Am I going crazy after a bad trip? (You aren’t, I promise)

Recently, I’ve been thinking a lot about the idea of “going crazy after a bad trip.” I’ve received a number of emails in which people bring this up, so I wanted to address it in detail as well as the general topic of fear. Having intense fear after a bad trip is incredibly common. If you’re afraid of being schizophrenic, dying, having panic attacks, flashbacks, or having to relive your bad trip, you’re not alone.

When I was entrenched in trying to heal myself from my difficult trip, I was constantly afraid of dying. This fear quite literally controlled my life every single day. It was when I finally learned to manage this fear that I truly began to heal!

First, I’ll discuss fear in general, and then later in the post, I’ll cover fear of going crazy in more detail.

About fear (your worst enemy)

In every spiritual system that I’ve ever come across, there is a moment in which the supreme being says, “Do not be afraid.” Why is it that, regardless of spiritual system, our creators, guides, and spiritual teachers feel compelled to warn us against fear?

In another context, I’ve heard that the opposite of love is not hate, but fear. The more I think about this idea, the more I know it’s the absolute truth.
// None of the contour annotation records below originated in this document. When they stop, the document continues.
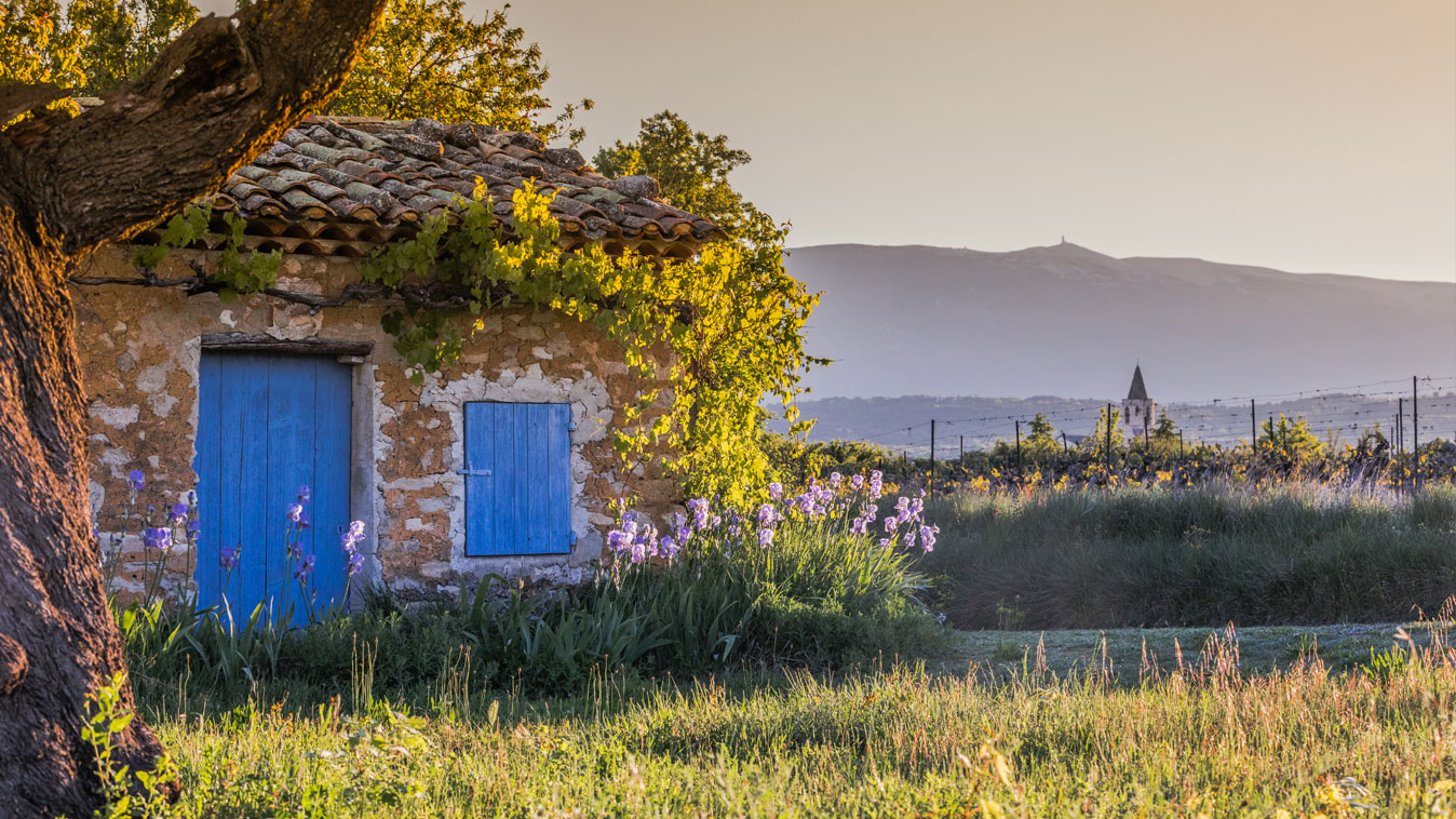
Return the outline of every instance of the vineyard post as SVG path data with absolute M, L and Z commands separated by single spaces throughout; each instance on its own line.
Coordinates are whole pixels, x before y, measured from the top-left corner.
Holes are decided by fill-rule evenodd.
M 1405 399 L 1395 399 L 1395 487 L 1405 488 Z
M 1016 420 L 1016 477 L 1022 474 L 1021 468 L 1021 420 Z
M 930 418 L 930 481 L 926 494 L 935 500 L 935 418 Z
M 1415 466 L 1412 484 L 1421 485 L 1421 410 L 1417 392 L 1417 379 L 1411 376 L 1411 463 Z
M 1107 405 L 1107 423 L 1102 426 L 1107 427 L 1107 443 L 1104 444 L 1102 455 L 1104 458 L 1107 458 L 1107 471 L 1111 472 L 1112 471 L 1112 402 L 1108 402 Z

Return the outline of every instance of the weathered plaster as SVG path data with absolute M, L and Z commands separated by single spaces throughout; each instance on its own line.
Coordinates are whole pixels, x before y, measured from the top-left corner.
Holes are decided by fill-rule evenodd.
M 125 255 L 116 251 L 98 254 L 92 264 L 100 268 L 92 273 L 130 271 Z M 163 270 L 163 275 L 170 274 Z M 281 284 L 333 293 L 357 275 L 357 262 L 348 259 L 294 256 L 284 261 Z M 159 498 L 159 509 L 160 498 L 172 503 L 195 485 L 198 372 L 201 335 L 207 332 L 373 344 L 373 354 L 347 361 L 354 364 L 351 512 L 367 525 L 361 544 L 365 580 L 406 597 L 453 595 L 488 573 L 575 581 L 601 557 L 616 497 L 636 494 L 648 513 L 662 513 L 676 500 L 673 484 L 655 469 L 620 474 L 612 447 L 617 408 L 635 402 L 648 385 L 629 373 L 620 345 L 561 313 L 510 309 L 483 316 L 460 361 L 416 386 L 393 350 L 393 338 L 380 326 L 386 305 L 312 312 L 265 296 L 224 306 L 211 294 L 186 297 L 150 287 L 84 287 L 74 293 L 89 393 L 92 501 L 100 510 L 103 541 L 105 533 L 119 529 L 118 501 L 128 495 L 130 469 L 147 471 L 146 495 Z M 464 461 L 464 404 L 470 401 L 571 405 L 577 426 L 571 437 L 571 528 L 577 545 L 569 555 L 464 555 L 464 482 L 456 471 Z M 128 538 L 118 589 L 138 590 L 141 557 L 140 539 Z M 173 561 L 181 564 L 181 557 Z

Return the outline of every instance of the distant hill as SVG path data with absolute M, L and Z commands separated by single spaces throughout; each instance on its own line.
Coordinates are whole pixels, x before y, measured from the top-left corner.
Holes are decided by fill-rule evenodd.
M 1456 283 L 1290 274 L 1201 259 L 1117 259 L 1061 243 L 1005 254 L 796 248 L 824 296 L 812 398 L 1291 393 L 1456 373 Z M 891 412 L 893 414 L 893 412 Z M 916 420 L 919 421 L 919 418 Z
M 1421 383 L 1420 436 L 1456 440 L 1456 392 L 1453 379 Z M 1360 434 L 1379 424 L 1389 431 L 1395 424 L 1396 398 L 1409 395 L 1409 382 L 1373 385 L 1364 395 L 1329 392 L 1306 396 L 1258 399 L 1258 423 L 1270 415 L 1305 418 L 1321 439 L 1334 436 L 1337 442 L 1354 443 Z M 1125 389 L 1125 385 L 1124 385 Z M 1153 391 L 1153 385 L 1149 385 Z M 1156 391 L 1153 391 L 1156 398 Z M 1399 395 L 1396 395 L 1399 393 Z M 1120 401 L 1112 401 L 1120 407 Z M 1076 398 L 981 398 L 901 395 L 895 398 L 823 398 L 799 402 L 799 410 L 818 423 L 810 440 L 869 440 L 893 450 L 925 456 L 930 447 L 929 420 L 936 420 L 936 453 L 952 458 L 964 436 L 965 449 L 983 449 L 997 439 L 1012 440 L 1016 420 L 1025 433 L 1026 424 L 1038 412 L 1059 433 L 1066 433 L 1072 444 L 1096 427 L 1105 401 Z M 1249 402 L 1222 401 L 1217 404 L 1159 404 L 1158 412 L 1184 431 L 1188 442 L 1236 444 L 1251 433 Z M 1409 430 L 1409 402 L 1405 404 L 1405 424 Z M 778 424 L 782 430 L 783 424 Z M 1408 433 L 1409 434 L 1409 433 Z M 1406 440 L 1411 440 L 1409 437 Z

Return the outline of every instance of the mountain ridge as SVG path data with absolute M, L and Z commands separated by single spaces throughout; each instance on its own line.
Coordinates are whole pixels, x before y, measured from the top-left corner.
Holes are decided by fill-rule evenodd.
M 1289 273 L 1070 242 L 792 248 L 823 291 L 817 396 L 1115 395 L 1142 361 L 1155 399 L 1287 392 L 1456 372 L 1456 283 Z

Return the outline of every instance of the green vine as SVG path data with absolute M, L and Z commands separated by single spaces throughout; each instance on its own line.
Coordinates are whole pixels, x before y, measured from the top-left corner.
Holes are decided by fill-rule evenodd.
M 167 220 L 156 245 L 132 249 L 131 264 L 143 270 L 156 270 L 172 251 L 198 245 L 211 232 L 213 216 L 210 204 L 186 205 L 182 213 Z M 207 271 L 207 281 L 217 289 L 217 297 L 227 303 L 242 293 L 259 293 L 278 284 L 282 254 L 280 251 L 245 254 L 242 246 L 248 222 L 232 211 L 221 211 L 221 222 L 226 226 L 223 245 L 217 248 L 217 264 Z
M 563 251 L 552 195 L 529 182 L 517 189 L 507 235 L 478 188 L 453 226 L 444 216 L 427 220 L 412 239 L 379 249 L 363 275 L 390 289 L 431 281 L 462 289 L 472 334 L 482 315 L 513 305 L 596 325 L 622 344 L 632 372 L 655 379 L 665 367 L 671 388 L 665 408 L 654 411 L 661 389 L 645 389 L 623 410 L 625 423 L 613 430 L 623 462 L 657 452 L 689 491 L 748 500 L 772 471 L 760 446 L 763 399 L 778 398 L 783 417 L 796 421 L 804 370 L 821 363 L 804 351 L 802 337 L 818 296 L 783 271 L 780 243 L 713 242 L 692 261 L 609 255 L 598 243 Z M 451 318 L 408 302 L 384 316 L 416 383 L 460 356 L 466 337 Z
M 549 210 L 552 197 L 527 182 L 511 195 L 502 224 L 480 185 L 448 217 L 427 219 L 415 236 L 364 261 L 364 281 L 400 305 L 381 325 L 411 380 L 424 383 L 453 364 L 491 310 L 558 310 L 620 342 L 629 372 L 648 383 L 662 383 L 665 373 L 665 395 L 644 389 L 622 408 L 613 446 L 623 463 L 655 458 L 690 493 L 750 500 L 756 487 L 779 477 L 760 434 L 770 415 L 764 398 L 798 421 L 802 375 L 824 363 L 804 350 L 804 322 L 818 296 L 785 273 L 783 232 L 766 243 L 713 242 L 690 261 L 609 255 L 600 243 L 568 252 Z M 201 242 L 213 216 L 208 205 L 188 205 L 156 246 L 134 251 L 134 264 L 150 271 L 172 249 Z M 245 222 L 232 213 L 221 219 L 229 232 L 204 274 L 208 286 L 224 302 L 274 287 L 281 254 L 243 254 Z M 419 299 L 421 291 L 448 299 Z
This is because love is an expansive feeling that breaks down barriers and allows you to connect, feel safe, and grow. Fear, on the other hand, puts up barriers. It causes you to shrink away, protect yourself, and shut down.

When working to heal from a difficult psychedelic trip, fear is your worst enemy because it causes you to shut down. It causes all progress to come to a screeching halt. In this case, you’re shutting yourself down to your own heart, mind, and emotions. You’re letting your discomfort and fear get in the way of your personal development and growth as a person. It’s time to stop that! The only way that you’ll truly get past this is to put fear aside and deal with it head-on.

Many of us were motivated to take psychedelics for personal or spiritual growth. If you were given a bad trip, it may feel like you were given a huge, unfair slap on the wrist for desiring to grow as a person. What if this difficult trip and its aftermath was actually exactly what you needed to go through to grow as a person? For me, it quite certainly was. I believe that it is for you too!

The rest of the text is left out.